Cet homme semblait être au fait de ces singuliers ménages, il en connaissait tout. Il était là comme chez lui. Ce privilége d’être partout chez soi n’appartient qu’aux rois, aux filles et aux voleurs.
— Quand vous serez tout à fait bien, reprit ce singulier prêtre après une pause, vous me direz les raisons qui vous ont portée à commettre votre dernier crime, ce suicide commencé.
— Mon histoire est bien simple, mon père, répondit-elle. Il y a trois mois, je vivais dans le désordre où je suis née. J’étais la dernière des créatures et la plus infâme, maintenant je suis seulement la plus malheureuse de toutes. Permettez-moi de ne rien vous raconter de ma pauvre mère, morte assassinée...
— Par un capitaine, dans une maison suspecte, dit le prêtre en interrompant sa pénitente... Je connais votre origine, et sais que si une personne de votre sexe peut jamais être excusée de mener une vie honteuse, c’est vous à qui les bons exemples ont manqué.
— Hélas ! je n’ai pas été baptisée, et n’ai reçu les enseignements d’aucune religion.
— Tout est donc encore réparable, reprit le prêtre, pourvu que votre foi, votre repentir soient sincères et sans arrière-pensée.
— Lucien et Dieu remplissent mon cœur, dit-elle avec une touchante ingénuité.
— Vous auriez pu dire Dieu et Lucien, répliqua le prêtre en souriant. Vous me rappelez l’objet de ma visite. N’omettez rien de ce qui concerne ce jeune homme.
— Vous venez pour lui ? demanda-t-elle avec une expression amoureuse qui eût attendri tout autre prêtre. Oh ! il s’est douté du coup.
— Non, répondit-il, ce n’est pas de votre mort, mais de votre vie que l’on s’inquiète.

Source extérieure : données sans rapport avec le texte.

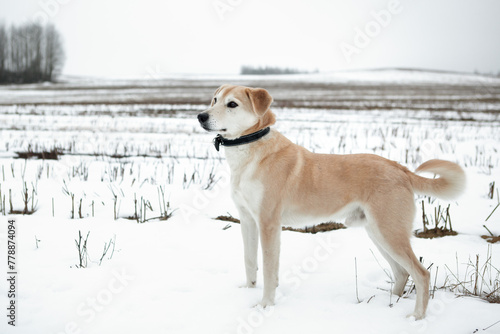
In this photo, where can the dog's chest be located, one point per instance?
(246, 189)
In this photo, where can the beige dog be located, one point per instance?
(276, 182)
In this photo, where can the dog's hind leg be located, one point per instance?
(400, 274)
(390, 227)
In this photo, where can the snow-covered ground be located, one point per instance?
(182, 275)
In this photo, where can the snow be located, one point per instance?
(183, 275)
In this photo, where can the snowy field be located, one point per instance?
(141, 182)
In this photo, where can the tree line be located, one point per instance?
(269, 70)
(30, 53)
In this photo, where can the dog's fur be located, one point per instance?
(276, 182)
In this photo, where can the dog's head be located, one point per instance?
(236, 111)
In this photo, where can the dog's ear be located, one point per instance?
(220, 88)
(261, 100)
(217, 92)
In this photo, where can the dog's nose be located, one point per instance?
(203, 117)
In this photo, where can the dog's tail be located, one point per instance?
(450, 183)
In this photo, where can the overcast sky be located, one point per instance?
(155, 37)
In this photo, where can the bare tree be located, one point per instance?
(30, 53)
(4, 40)
(54, 52)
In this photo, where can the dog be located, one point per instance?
(275, 182)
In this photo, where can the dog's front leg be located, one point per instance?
(250, 235)
(270, 233)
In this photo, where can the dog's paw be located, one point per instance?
(265, 303)
(249, 285)
(416, 316)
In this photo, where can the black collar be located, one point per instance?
(219, 140)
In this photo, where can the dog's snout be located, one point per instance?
(203, 117)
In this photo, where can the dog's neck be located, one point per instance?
(250, 138)
(241, 156)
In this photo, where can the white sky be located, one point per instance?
(156, 37)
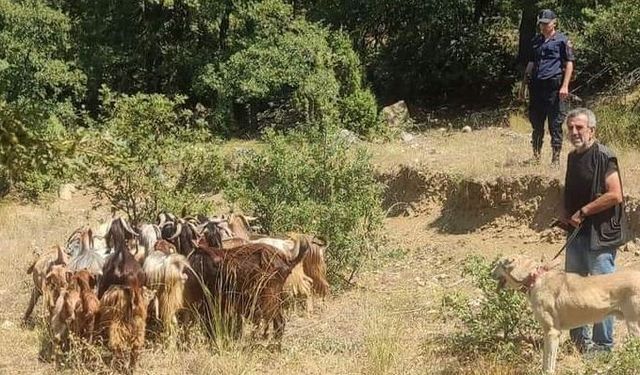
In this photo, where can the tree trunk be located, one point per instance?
(527, 31)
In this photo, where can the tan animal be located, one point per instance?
(75, 309)
(165, 272)
(39, 269)
(561, 301)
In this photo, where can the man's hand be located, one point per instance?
(564, 93)
(576, 219)
(522, 91)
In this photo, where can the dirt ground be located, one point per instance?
(390, 321)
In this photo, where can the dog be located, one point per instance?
(561, 300)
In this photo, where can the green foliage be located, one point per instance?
(359, 113)
(34, 149)
(623, 361)
(35, 64)
(417, 48)
(615, 48)
(313, 182)
(286, 72)
(618, 124)
(142, 159)
(494, 322)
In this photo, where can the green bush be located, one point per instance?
(616, 49)
(496, 322)
(35, 150)
(285, 72)
(312, 182)
(359, 113)
(618, 124)
(146, 156)
(35, 63)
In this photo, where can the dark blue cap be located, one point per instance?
(546, 16)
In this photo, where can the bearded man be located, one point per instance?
(593, 201)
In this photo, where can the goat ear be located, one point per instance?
(92, 281)
(217, 259)
(62, 256)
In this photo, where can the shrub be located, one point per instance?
(34, 149)
(285, 72)
(312, 182)
(618, 124)
(359, 113)
(616, 49)
(147, 157)
(495, 322)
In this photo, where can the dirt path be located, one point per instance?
(460, 194)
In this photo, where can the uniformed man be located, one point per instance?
(548, 74)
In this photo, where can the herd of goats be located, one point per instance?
(110, 284)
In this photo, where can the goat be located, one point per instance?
(87, 258)
(119, 234)
(54, 283)
(149, 235)
(165, 274)
(298, 285)
(122, 320)
(249, 282)
(315, 265)
(181, 234)
(39, 269)
(75, 309)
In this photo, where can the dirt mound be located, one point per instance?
(469, 204)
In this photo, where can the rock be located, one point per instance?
(632, 246)
(65, 192)
(396, 115)
(349, 136)
(407, 137)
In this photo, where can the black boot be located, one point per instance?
(555, 156)
(536, 155)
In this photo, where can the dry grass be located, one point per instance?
(388, 324)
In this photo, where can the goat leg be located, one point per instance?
(35, 294)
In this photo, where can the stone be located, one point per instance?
(396, 115)
(65, 192)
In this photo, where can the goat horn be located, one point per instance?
(163, 219)
(296, 248)
(127, 227)
(193, 226)
(73, 234)
(177, 233)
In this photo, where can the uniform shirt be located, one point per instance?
(550, 56)
(580, 175)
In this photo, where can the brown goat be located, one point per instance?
(39, 269)
(250, 281)
(75, 309)
(239, 225)
(315, 266)
(121, 268)
(122, 320)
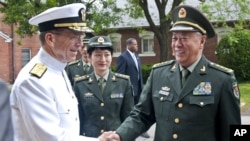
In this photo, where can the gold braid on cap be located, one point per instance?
(69, 24)
(192, 24)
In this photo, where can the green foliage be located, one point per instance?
(146, 69)
(234, 52)
(100, 14)
(244, 96)
(219, 11)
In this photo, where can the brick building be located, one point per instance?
(17, 52)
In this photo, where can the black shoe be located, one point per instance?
(145, 135)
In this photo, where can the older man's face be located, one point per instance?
(187, 46)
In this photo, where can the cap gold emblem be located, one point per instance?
(100, 40)
(182, 13)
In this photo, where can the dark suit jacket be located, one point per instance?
(126, 65)
(6, 129)
(75, 69)
(103, 112)
(202, 110)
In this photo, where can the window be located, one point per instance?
(147, 43)
(26, 56)
(222, 32)
(116, 41)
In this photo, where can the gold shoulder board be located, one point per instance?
(122, 75)
(80, 78)
(162, 64)
(38, 70)
(221, 68)
(73, 62)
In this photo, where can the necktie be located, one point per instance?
(101, 84)
(185, 74)
(135, 60)
(86, 68)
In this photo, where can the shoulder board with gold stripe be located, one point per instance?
(122, 75)
(221, 68)
(38, 70)
(73, 62)
(163, 64)
(80, 78)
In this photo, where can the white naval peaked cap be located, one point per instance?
(70, 16)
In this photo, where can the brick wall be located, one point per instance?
(11, 57)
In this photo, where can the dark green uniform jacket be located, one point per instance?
(103, 112)
(201, 111)
(75, 69)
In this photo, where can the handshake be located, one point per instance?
(109, 136)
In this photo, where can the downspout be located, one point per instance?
(13, 55)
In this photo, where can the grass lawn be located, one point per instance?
(245, 96)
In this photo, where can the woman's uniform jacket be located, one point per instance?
(103, 112)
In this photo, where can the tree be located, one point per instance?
(233, 51)
(217, 11)
(101, 14)
(222, 11)
(161, 30)
(18, 12)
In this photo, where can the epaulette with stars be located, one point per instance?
(122, 75)
(73, 62)
(80, 78)
(162, 64)
(221, 68)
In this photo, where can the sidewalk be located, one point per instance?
(245, 120)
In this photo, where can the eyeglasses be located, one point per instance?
(71, 37)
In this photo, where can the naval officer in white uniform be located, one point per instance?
(44, 107)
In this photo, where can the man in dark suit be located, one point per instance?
(6, 129)
(105, 98)
(200, 106)
(129, 63)
(82, 66)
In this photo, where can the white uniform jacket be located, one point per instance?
(44, 108)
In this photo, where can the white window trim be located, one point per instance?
(148, 35)
(116, 37)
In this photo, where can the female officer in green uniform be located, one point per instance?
(103, 106)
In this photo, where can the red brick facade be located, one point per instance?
(11, 53)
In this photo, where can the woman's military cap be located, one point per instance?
(70, 16)
(99, 42)
(187, 18)
(87, 36)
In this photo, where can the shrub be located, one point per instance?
(234, 52)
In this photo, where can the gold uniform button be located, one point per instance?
(102, 118)
(180, 105)
(161, 98)
(202, 103)
(177, 120)
(175, 136)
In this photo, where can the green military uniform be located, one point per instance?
(75, 69)
(103, 112)
(202, 110)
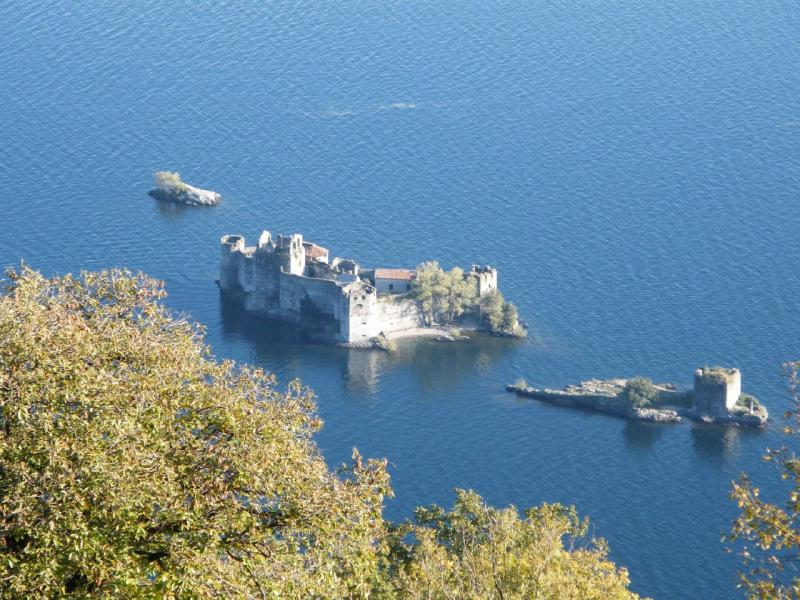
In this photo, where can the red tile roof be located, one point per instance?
(403, 274)
(314, 251)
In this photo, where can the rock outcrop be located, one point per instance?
(715, 399)
(189, 195)
(170, 188)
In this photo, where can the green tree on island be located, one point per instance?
(169, 181)
(134, 465)
(444, 296)
(766, 534)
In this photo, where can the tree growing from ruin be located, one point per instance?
(765, 534)
(639, 392)
(443, 295)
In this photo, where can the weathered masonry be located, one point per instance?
(288, 279)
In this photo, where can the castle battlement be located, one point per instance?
(288, 278)
(716, 390)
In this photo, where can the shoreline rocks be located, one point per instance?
(170, 188)
(189, 195)
(609, 397)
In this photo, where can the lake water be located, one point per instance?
(631, 168)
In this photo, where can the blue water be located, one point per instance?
(631, 168)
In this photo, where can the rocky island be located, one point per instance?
(170, 188)
(716, 398)
(334, 300)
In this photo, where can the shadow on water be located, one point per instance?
(720, 443)
(171, 210)
(641, 435)
(433, 364)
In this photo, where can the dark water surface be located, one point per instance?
(632, 169)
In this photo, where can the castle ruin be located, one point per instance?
(291, 280)
(716, 390)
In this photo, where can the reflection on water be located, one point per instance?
(433, 364)
(640, 435)
(720, 443)
(170, 209)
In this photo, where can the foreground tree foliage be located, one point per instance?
(767, 535)
(134, 465)
(476, 552)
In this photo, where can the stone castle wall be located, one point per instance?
(273, 279)
(716, 392)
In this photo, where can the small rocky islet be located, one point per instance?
(170, 188)
(716, 398)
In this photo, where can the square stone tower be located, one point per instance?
(716, 390)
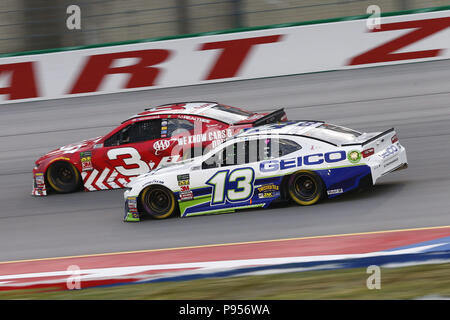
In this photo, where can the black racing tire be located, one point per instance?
(305, 188)
(158, 202)
(63, 177)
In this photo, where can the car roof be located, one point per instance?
(298, 127)
(199, 108)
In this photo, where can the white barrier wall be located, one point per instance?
(226, 57)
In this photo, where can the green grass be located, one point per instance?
(396, 283)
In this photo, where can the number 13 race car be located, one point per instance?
(142, 143)
(302, 161)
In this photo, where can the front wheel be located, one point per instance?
(305, 188)
(63, 177)
(158, 202)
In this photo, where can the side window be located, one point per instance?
(270, 148)
(237, 153)
(251, 151)
(136, 132)
(173, 127)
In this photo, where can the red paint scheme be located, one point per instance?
(144, 142)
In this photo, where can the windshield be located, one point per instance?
(332, 133)
(226, 113)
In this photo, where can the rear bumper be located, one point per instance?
(381, 166)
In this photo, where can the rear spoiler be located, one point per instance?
(378, 136)
(272, 117)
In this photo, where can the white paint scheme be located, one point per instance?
(300, 132)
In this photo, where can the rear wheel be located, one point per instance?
(63, 177)
(305, 188)
(158, 202)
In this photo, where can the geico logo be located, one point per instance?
(308, 160)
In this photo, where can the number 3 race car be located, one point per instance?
(302, 161)
(141, 143)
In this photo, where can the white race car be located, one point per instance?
(302, 161)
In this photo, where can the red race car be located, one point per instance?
(150, 139)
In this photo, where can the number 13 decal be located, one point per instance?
(234, 186)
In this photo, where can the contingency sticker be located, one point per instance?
(268, 191)
(86, 161)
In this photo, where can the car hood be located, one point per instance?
(69, 149)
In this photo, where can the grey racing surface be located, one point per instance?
(413, 98)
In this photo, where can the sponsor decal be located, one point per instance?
(335, 191)
(268, 187)
(183, 179)
(354, 156)
(161, 145)
(132, 213)
(207, 136)
(86, 161)
(184, 188)
(390, 162)
(308, 160)
(187, 195)
(268, 191)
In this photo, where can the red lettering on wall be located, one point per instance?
(422, 29)
(22, 83)
(142, 74)
(233, 54)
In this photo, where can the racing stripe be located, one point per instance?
(111, 180)
(102, 178)
(90, 179)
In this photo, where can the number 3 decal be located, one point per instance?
(235, 186)
(134, 159)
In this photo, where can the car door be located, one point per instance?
(123, 156)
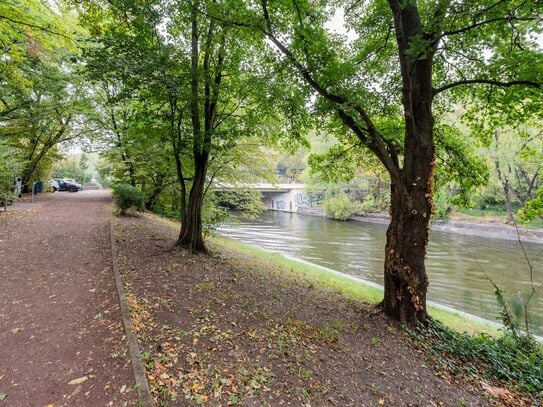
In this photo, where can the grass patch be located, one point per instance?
(347, 286)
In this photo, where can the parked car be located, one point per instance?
(54, 185)
(65, 185)
(73, 181)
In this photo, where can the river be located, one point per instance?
(454, 261)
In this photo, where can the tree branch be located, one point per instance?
(486, 82)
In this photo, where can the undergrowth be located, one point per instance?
(513, 361)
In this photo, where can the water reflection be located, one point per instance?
(455, 262)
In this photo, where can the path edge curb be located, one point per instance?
(135, 356)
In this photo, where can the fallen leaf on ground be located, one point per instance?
(78, 381)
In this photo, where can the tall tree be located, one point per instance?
(388, 92)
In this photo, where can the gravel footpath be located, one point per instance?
(61, 335)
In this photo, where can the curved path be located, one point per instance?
(61, 335)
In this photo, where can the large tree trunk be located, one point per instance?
(406, 282)
(405, 278)
(191, 236)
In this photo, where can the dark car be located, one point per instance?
(65, 185)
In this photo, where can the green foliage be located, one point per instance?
(127, 196)
(533, 208)
(340, 206)
(442, 203)
(513, 361)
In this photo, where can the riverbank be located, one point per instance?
(252, 328)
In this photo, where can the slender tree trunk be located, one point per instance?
(508, 201)
(191, 236)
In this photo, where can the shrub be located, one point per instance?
(127, 196)
(341, 207)
(512, 361)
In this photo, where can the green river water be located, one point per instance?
(454, 261)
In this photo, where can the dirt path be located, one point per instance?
(229, 329)
(61, 335)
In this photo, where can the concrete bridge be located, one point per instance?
(287, 197)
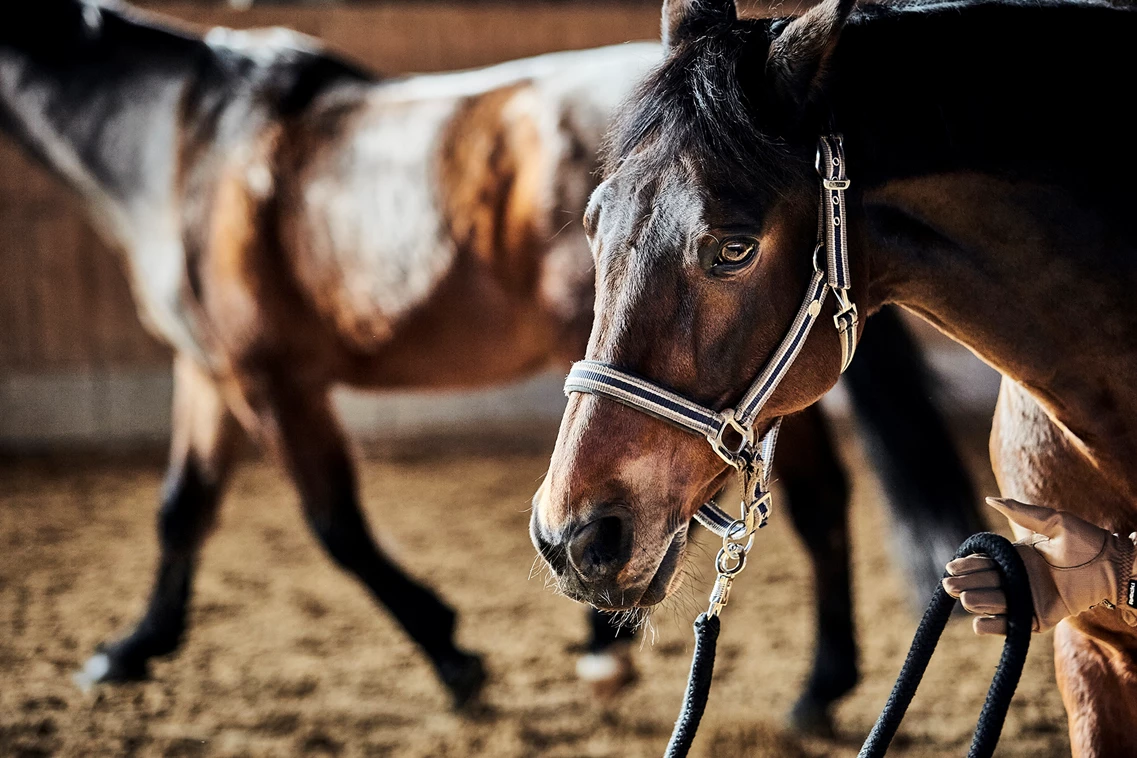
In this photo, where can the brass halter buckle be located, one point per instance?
(733, 455)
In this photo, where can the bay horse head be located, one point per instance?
(702, 234)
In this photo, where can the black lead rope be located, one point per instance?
(1020, 611)
(698, 686)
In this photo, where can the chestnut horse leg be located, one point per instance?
(1097, 677)
(607, 665)
(299, 423)
(816, 492)
(201, 451)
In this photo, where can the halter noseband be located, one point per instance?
(731, 432)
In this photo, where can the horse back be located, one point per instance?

Allons, expliquez-moi vos relations.
— En un mot, dit-elle.
La pauvre fille tremblait au ton brusque de l’ecclésiastique, mais en femme que la brutalité ne surprenait plus depuis long-temps.
— Lucien est Lucien, reprit-elle, le plus beau jeune homme, et le meilleur des êtres vivants ; mais si vous le connaissez, mon amour doit vous sembler bien naturel. Je l’ai rencontré par hasard, il y a trois mois, à la Porte-Saint-Martin où j’étais allée un jour de sortie ; car nous avions un jour par semaine dans la maison de madame Meynardie, où j’étais. Le lendemain, vous comprenez bien que je me suis affranchie sans permission. L’amour était entré dans mon cœur, et m’avait si bien changée qu’en revenant du théâtre, je ne me reconnaissais plus moi-même : je me faisais horreur. Jamais Lucien n’a pu rien savoir. Au lieu de lui dire où j’étais, je lui ai donné l’adresse de ce logement où demeurait alors une de mes amies qui a eu la complaisance de me le céder. Je vous jure ma parole sacrée...
— Il ne faut point jurer.
— Est-ce donc jurer que de donner sa parole sacrée ! Eh ! bien, depuis ce jour j’ai travaillé dans cette chambre, comme une perdue, à faire des chemises à vingt-huit sous de façon, afin de vivre d’un travail honnête. Pendant un mois, je n’ai mangé que des pommes de terre, pour rester sage et digne de Lucien, qui m’aime et me respecte comme la plus vertueuse des vertueuses.